- Born: Liverpool, England
- Occupations: Journalist, Presenter
- Notable credit(s): BBC South Today, BBC London News, BBC News, BBC World News, World News Today, 5 News

= Dani Sinha =

British broadcast journalist and presenter

Dani Sinha (/ˈsɪnhɑː/) is a British broadcast journalist and presenter, best known for her work on BBC World News and South Today. Since 2015 she has worked as a presenter reporter for 5 News on Channel 5.

Sinha studied French and Latin at the University of Bristol before taking a postgraduate diploma in broadcast journalism at City University London.

==Broadcasting career==
Sinha worked as a producer at BBC Radio Berkshire before presenting herself. In 2006, Sinha began presenting on BBC South Today. and has covered several major stories for both South Today and BBC News.
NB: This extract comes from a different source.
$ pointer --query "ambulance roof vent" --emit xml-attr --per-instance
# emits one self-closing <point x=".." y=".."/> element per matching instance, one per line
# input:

Sinha briefly joined BBC London in 2008 as a BBC London News presenter, before returning to South Today as a regular presenter, as well as doing occasional presenting for BBC London News, the BBC News Channel and BBC World News. In 2015 she moved to ITN to work as a presenter and reporter for 5 News.

==Personal life==
Sinha was born in Liverpool, North West England to an Indian father and an Irish mother. She has spent most of her adult life in the South of England. Her father was a GP and her mother was a teacher for the deaf. Sinha has worked as a patron for the Hampshire-based Open Sight charity for those with blindness and impaired sight.